This paper makes significant contributions to the topic of speculative decoding, offering a technique that can enhance speedup ratios. There are several strengths of this paper (which I personally find very inspiring), and the most important ones are listed below:

Clear presentation. The paper clearly outlines the background for developing this technique, and the introduction to related works is distinct and comprehensive. Figures and tables are presented well, making them easy for readers to understand. Important hyperparameters and experimental settings are clearly stated. The way experimental results are presented is highly readable.
Simple but effective method. The idea of transforming the autoregressive decoding process of the draft model into parallel decoding is brilliant, and the implementation of group-wise parallel training is simple, clear, and effective. The adaptations to existing methods are minor, and the proposed method can be integrated with most prior work.
Strong performance. The experimental results show a substantial speedup gain when ParallelSpec is applied. The proposed method outperforms state-of-the-art methods without significant training costs.
Well-designed experiments. ParallelSpec is compared with popular baselines in this field using mainstream benchmark datasets. The ablation studies focus on key components of the system's design.

缺点

Although this paper makes valuable contributions, there are certain flaws that prevent it from receiving a higher rating. The weaknesses are listed as follows, and the overall rating could be improved if these issues are addressed:

Unfair competition between standalone Medusa and Medusa+ParallelSpec. In the original Medusa setup, the Medusa heads are organized in an MLP-like architecture. However, when Medusa is adapted with ParallelSpec, the draft model is a single-layer Transformer model (lines 266-267). To what extent is the speedup gain due to the change in draft model architecture, as opposed to predicting draft tokens in parallel? A baseline should be provided where the only alteration is the draft model architecture. Otherwise, the modified setting should be given a different name, as the current name might create confusion regarding the draft model architecture.
Unclear presentation of how EAGLE is adapted with ParallelSpec. The description in lines 355-357 is insufficient. It would greatly improve clarity to provide a more detailed explanation of the training and inference process when adapting EAGLE, even in the Appendix if space in the main text is limited.

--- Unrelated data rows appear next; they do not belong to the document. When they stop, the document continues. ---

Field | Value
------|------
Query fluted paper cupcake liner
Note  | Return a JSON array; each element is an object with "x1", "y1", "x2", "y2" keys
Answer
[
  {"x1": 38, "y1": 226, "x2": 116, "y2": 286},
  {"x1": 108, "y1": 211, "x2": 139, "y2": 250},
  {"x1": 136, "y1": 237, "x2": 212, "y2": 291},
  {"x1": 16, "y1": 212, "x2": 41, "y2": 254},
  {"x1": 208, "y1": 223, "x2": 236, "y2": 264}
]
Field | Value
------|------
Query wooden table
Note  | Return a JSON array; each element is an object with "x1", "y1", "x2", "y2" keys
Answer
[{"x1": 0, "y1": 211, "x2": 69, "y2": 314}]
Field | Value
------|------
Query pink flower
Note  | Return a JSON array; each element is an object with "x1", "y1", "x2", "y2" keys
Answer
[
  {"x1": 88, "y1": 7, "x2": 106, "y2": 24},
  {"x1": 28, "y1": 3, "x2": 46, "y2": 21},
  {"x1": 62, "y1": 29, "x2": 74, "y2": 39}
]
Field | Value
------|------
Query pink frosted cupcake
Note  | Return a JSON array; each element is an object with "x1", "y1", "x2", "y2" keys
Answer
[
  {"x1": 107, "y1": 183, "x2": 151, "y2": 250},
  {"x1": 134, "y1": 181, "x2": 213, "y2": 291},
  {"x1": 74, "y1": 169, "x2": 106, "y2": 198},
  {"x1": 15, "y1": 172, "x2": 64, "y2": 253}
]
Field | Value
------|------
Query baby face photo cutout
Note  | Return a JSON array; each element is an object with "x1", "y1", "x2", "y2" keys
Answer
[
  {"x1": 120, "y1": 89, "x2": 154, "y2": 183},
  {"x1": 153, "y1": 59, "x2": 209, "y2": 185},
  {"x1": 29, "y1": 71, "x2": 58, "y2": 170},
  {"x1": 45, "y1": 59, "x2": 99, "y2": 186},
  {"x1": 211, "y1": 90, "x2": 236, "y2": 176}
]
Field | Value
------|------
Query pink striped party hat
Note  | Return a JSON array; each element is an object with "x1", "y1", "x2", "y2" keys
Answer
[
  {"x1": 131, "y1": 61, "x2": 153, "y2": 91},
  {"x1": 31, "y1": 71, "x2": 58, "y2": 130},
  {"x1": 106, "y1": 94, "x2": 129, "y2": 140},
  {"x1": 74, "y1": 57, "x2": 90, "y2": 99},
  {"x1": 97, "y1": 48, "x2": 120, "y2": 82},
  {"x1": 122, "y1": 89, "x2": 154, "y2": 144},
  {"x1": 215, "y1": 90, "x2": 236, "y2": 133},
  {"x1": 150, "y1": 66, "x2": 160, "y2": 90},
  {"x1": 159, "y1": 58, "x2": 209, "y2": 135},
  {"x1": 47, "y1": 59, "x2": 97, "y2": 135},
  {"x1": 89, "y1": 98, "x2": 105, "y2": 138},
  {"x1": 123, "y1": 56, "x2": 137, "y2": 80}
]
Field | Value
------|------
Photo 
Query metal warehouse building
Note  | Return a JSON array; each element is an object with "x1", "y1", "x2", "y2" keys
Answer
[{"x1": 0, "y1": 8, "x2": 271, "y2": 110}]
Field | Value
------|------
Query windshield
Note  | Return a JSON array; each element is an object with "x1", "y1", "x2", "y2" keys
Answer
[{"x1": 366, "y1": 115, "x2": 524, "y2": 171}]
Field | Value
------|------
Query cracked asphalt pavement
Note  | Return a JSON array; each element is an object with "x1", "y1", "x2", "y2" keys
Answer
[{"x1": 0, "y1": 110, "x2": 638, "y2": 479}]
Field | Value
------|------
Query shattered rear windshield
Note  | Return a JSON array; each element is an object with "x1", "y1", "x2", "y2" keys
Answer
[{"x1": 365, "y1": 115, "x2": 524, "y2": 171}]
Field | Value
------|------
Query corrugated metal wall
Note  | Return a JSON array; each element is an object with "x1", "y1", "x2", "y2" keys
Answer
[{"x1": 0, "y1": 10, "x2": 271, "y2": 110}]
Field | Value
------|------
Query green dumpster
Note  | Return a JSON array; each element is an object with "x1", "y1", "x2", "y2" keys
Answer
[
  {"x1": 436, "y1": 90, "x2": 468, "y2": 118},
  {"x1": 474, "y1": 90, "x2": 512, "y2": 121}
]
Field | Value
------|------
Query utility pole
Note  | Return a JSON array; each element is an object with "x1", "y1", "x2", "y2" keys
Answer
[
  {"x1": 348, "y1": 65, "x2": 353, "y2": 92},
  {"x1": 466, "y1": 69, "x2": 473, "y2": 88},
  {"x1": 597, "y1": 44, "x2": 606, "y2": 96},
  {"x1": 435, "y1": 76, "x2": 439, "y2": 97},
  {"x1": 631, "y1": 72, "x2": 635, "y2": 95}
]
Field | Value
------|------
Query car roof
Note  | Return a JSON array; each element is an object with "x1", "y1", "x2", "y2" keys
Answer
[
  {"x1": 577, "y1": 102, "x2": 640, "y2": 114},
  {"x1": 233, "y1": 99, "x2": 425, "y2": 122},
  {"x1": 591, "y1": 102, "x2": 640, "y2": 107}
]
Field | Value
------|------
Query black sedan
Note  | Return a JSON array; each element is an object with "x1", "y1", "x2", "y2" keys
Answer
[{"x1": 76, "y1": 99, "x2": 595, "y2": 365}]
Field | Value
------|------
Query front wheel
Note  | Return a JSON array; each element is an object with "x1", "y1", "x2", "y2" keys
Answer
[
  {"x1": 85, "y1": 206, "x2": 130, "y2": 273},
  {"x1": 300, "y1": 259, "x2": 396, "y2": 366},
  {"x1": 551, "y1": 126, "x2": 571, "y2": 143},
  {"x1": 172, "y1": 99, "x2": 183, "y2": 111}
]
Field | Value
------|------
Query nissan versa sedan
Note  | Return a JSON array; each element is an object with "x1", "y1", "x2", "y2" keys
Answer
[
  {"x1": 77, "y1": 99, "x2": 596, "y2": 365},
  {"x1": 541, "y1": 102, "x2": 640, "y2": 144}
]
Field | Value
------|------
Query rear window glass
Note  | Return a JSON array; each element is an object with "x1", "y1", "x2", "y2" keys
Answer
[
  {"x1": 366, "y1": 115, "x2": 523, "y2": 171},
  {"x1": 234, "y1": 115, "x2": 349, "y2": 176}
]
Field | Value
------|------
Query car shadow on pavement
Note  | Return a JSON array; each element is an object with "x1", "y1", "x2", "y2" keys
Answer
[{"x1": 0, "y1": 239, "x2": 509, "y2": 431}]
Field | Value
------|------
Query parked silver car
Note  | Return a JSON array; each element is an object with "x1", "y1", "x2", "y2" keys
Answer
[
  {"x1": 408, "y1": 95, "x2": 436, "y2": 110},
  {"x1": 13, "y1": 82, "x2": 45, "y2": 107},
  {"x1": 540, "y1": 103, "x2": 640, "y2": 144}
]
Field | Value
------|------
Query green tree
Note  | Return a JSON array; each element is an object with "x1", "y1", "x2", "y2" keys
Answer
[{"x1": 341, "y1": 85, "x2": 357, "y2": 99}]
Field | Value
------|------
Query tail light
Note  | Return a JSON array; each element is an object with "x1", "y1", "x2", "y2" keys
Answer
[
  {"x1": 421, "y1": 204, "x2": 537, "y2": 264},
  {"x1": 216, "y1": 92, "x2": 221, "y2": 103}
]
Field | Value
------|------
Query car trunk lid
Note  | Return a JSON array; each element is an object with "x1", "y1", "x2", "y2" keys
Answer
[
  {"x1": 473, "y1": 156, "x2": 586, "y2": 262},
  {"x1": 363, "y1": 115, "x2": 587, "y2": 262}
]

This weakness is further elaborated in Question Q1.

问题

Here are my questions and some suggestions for this paper:

EAGLE adaptation. In the standalone EAGLE algorithm, assuming the input embeddings are $e_{< t}$ , the first step of drafting proceeds as $\tilde f_{t} = \pi (f_{<t}; e_{<t})$ , and the second step goes as $\tilde f_{t+1} = \pi([f_{<t}, \tilde f_{t}]; [e_{<t}, \tilde e_t])$ , where $[\cdot, \cdot]$ represents concatenation, and all other notations follow this paper. Given that the hidden states $f$ are also generated autoregressively, how is this handled in ParallelSpec? In my understanding, the draft model should forward once to generate all the draft tokens, i.e., $\tilde f_t, \dots, \tilde f_{t+K+1} = \pi ([f_{<t}, ?\dots ?]; [e_{<t}, {[MASK_1]}, \dots, {[MASK_K]}])$ . What should be placed in the question marks, or is my understanding of EAGLE+ParallelSpec's drafting process incorrect?
Inconsistency results with official SpecBench. The baseline results of Medusa and EAGLE in Table 1 seems to be lower than the official SpecBench [1] results. The speedup of Medusa on Vicuna-7B is 1.42 in Table 1 while the official SpecBench gives 1.78, and speedup of EAGLE on Vicuna-7B in Table 1 is 2.18 while the official result is 2.29. Could you provide an explanation on the reason why the speedup gap occurs?
The organization of Table 2. The upper and lower halves of Table 2 should be presented in separate tables. They cover different topics: the upper half focuses on self-distillation, while the lower half discusses Llama-3.
Compatibility with dynamic draft trees. I am curious about the speedup gain of ParallelSpec when applied to dynamic draft trees, such as in EAGLE-2. Is this method compatible with dynamic trees, and would its strong performance persist? This is just a question for discussion, and the authors are not required to conduct such experiments during the review process.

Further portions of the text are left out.